Autre exemple : « effeuiller dans le pot-au-feu la marguerite » : ici la locution figée « effeuiller la marguerite », jeu traditionnel des amoureux, est dérisoirement associée au « pot-au-feu », qui symbolise ma monotonie de la vie quotidienne, qui engloutit les passions. On pourrait analyser de même l’expression « la jolie pomme défendue ».

II. Le baladin et la tradition

1. Une préciosité désuète

Les textes de Brassens sont empreints d’une nostalgie discrète, d’un goût prononcé pour le passé révolu, comme en témoigne l’admiration de Brassens pour Villon, Verlaine ou Ronsard est connue.

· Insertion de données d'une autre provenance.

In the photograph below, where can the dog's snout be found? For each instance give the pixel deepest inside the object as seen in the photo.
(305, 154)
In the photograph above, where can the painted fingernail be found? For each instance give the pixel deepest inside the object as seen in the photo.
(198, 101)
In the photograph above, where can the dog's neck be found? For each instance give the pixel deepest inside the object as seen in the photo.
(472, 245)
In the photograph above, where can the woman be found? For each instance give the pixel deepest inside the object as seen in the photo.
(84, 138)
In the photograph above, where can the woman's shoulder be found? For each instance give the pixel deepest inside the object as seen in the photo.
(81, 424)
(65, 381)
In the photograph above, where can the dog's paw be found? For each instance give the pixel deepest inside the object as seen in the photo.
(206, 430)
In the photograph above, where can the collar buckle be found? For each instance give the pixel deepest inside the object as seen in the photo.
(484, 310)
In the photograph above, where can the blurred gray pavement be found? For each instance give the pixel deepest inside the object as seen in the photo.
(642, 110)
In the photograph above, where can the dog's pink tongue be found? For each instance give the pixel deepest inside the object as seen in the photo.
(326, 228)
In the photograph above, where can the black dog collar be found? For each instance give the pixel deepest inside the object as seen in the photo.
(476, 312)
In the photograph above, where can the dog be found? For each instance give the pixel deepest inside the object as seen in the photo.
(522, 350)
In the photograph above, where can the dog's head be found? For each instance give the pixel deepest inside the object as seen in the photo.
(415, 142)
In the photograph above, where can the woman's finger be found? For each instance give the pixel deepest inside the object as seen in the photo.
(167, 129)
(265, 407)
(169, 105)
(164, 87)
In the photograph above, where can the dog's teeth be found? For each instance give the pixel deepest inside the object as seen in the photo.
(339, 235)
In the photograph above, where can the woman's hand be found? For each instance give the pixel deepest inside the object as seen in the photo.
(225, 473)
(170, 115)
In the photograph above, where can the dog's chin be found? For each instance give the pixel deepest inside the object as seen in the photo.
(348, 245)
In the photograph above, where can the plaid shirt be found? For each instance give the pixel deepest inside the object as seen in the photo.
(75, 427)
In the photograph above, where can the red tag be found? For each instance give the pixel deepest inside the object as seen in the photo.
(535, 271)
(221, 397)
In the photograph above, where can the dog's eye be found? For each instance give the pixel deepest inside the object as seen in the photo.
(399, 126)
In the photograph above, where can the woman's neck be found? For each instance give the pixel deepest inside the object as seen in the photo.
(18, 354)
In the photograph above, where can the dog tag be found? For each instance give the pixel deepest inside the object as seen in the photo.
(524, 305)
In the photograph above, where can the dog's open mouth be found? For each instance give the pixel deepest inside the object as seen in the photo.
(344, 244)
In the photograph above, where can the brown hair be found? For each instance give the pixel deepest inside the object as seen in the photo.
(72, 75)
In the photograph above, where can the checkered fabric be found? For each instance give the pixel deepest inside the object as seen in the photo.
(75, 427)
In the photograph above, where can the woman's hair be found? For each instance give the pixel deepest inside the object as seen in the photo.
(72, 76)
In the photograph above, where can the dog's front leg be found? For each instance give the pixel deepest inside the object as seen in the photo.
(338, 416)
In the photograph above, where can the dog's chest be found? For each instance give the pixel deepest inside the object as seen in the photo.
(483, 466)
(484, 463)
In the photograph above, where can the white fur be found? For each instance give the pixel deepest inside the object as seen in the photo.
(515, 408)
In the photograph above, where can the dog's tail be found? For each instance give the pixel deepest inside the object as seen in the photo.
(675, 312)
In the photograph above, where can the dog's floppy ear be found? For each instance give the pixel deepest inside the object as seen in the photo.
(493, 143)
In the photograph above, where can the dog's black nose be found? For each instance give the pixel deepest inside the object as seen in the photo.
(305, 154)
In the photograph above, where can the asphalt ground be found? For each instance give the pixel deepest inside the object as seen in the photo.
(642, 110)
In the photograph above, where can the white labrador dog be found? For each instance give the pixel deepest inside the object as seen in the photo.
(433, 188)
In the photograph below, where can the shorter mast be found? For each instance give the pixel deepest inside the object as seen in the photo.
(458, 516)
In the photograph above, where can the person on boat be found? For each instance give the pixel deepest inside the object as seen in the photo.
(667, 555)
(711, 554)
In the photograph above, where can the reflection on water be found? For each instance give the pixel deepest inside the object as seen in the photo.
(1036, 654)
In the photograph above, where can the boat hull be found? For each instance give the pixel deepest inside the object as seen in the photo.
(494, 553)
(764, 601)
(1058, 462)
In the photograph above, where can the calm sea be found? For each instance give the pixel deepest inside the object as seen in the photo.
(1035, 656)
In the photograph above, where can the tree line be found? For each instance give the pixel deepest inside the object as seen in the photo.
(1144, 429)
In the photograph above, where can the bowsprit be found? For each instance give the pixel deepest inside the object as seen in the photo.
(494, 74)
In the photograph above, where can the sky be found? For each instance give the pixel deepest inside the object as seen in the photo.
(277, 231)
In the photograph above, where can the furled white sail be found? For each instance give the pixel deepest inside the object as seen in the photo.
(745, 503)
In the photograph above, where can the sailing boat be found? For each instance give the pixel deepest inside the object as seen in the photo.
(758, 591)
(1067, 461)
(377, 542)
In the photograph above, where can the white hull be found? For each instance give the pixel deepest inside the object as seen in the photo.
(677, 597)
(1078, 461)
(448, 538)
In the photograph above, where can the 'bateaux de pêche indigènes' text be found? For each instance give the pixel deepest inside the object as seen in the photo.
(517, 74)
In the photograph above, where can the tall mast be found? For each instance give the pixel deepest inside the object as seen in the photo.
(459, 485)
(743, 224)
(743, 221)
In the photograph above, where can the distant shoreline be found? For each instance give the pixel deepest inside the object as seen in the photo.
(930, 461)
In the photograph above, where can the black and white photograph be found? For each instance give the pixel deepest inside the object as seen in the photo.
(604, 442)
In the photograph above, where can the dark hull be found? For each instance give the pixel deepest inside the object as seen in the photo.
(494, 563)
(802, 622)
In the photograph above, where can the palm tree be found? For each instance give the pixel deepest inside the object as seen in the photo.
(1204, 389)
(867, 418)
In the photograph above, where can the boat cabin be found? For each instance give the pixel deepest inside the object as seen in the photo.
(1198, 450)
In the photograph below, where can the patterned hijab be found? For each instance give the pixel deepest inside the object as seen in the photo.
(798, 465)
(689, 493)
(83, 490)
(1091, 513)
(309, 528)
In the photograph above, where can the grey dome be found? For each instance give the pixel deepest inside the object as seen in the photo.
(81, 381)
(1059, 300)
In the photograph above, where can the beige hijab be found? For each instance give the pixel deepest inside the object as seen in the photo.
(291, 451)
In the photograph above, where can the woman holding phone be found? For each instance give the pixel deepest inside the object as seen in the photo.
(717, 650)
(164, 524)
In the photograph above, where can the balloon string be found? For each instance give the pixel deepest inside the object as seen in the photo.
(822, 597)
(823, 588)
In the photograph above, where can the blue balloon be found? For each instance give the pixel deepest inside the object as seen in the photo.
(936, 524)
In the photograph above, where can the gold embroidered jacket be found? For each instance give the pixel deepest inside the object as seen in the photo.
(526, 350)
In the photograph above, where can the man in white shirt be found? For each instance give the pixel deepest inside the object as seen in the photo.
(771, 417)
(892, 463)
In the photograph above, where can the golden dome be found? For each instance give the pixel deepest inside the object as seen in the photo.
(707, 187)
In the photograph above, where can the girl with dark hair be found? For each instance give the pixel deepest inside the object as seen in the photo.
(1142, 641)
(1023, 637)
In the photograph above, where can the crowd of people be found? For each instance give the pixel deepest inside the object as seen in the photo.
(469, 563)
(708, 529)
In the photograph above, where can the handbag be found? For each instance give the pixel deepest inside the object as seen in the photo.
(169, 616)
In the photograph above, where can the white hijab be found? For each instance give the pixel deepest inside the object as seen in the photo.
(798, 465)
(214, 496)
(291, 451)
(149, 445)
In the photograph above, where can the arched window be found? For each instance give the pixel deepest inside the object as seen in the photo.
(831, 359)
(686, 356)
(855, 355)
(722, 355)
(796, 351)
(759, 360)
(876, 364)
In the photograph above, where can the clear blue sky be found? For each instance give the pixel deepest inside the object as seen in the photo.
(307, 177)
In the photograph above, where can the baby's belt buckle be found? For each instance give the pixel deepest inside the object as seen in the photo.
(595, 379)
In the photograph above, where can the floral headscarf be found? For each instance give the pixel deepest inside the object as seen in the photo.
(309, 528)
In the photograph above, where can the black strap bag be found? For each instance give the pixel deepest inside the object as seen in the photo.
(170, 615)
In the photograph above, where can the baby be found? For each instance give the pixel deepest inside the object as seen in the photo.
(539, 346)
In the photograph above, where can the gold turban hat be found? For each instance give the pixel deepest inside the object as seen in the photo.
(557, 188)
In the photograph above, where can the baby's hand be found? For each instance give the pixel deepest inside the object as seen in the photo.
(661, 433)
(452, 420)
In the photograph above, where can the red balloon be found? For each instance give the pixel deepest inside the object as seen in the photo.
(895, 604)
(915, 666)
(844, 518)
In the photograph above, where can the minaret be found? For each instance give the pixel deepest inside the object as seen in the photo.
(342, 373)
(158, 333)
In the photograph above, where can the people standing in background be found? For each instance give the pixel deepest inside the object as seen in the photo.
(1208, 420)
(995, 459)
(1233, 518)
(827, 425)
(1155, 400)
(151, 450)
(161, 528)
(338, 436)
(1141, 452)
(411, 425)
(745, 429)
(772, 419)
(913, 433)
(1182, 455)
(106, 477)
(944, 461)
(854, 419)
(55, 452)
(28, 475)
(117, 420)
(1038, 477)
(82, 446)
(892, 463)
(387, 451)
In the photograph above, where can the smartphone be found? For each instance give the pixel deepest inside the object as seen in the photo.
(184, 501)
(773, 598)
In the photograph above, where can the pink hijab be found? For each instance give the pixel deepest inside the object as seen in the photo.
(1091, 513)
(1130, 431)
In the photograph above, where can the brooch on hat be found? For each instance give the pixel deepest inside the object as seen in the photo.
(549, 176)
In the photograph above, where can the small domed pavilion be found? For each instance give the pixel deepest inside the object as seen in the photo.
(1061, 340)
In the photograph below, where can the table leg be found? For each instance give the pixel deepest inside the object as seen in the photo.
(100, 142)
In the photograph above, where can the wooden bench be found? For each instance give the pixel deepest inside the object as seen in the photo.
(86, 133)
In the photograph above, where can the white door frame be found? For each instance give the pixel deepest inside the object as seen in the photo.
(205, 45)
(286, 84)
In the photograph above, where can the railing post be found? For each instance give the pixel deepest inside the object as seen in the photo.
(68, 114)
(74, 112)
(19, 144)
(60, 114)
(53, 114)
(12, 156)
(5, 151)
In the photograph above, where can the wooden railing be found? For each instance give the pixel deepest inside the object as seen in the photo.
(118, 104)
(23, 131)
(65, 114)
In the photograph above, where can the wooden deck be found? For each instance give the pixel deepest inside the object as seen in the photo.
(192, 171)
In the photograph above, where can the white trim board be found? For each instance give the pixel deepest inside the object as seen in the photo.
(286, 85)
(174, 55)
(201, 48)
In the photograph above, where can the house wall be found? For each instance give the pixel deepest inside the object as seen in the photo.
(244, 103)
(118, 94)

Elle explique son goût pour l’archaïsme, particulièrement sensible dans certaines tournures de style, et dans son goût pour les références mythologiques, assez nombreuses dans « La non-demande en mariage ».

Comme dans un grand nombre de ses chansons Brassens use d’un vocabulaire et d’images désuets : « M’amie », « Cupidon », « Vénus », « Mélusine », « parchemin »…

Cette habitude tient à une certaine préciosité qui le pousse à utiliser les aspects archaïsants de la langue. Mais elle traduit aussi une tendance importante de son inspiration.

De là, l’importance des références à la mythologie, et à une culture traditionnelle, parfois oubliée.

2. La fuite du temps

Brassens emprunte aussi à ses modèles un élément essentiel de sa thématique : l’inquiétude face au temps qui passe : « Vénus se fait vieille souvent »

Le temps détruit les sentiments, émousse les passions les plus vives.

La seule attitude possible est alors de refuser un avenir tracé d’avance.

L’unique façon de lutter contre l’usure du temps est de vivre chaque instant présent comme un ouvreau commencement.

Tel est le sens d’une expression comme « éternelle fiancée ». La codification des sentiments les sclérose, il faut les laisser libres pour qu’ils puissent continuer à vivre : « Laissons le champ libre… »

3. Le scepticisme souriant

Brassens partage avec Villon ou Ronsard une certaine inquiétude face à la fuite du temps, et à la précarité des sentiments humains.

Il faut jouir de l’instant, refuser la routine qui nous guette.

Mais cela ne dépasse pas le stade d’un vague malaise : l’ironie, le clin d’œil prennent rapidement le dessus dans l’inspiration de Brassens.

Le registre littéraire de la chanson n’est pas angoissé, mais plutôt nostalgique, dans la tradition épicurienne de ses devanciers.

C’est en souriant, avec humour, et impertinence pour ses références mythologiques qu’il nous met en garde contre le mariage…

Conclusion

Non conformisme et respect de la tradition s’allient sans difficultés dans l’inspiration de Georges Brassens.

S’il récuse l’insignifiance et les contraintes de la vie quotidienne, c’est en se plaçant dans la lignée d’autres poètes illustres anticonformistes du passé, à commencer par François Villon.

Son inquiétude devant le passage du temps, notamment dans le domaine des sentiments amoureux, son désir de vivre un éternel présent, de profiter de l’instant présent, sa hantise de la sclérose, son refus des habitudes au profit d’une surprise toujours renouvelée, l’apparentent à la grande tradition des écrivains épicuriens, à la manière de Ronsard.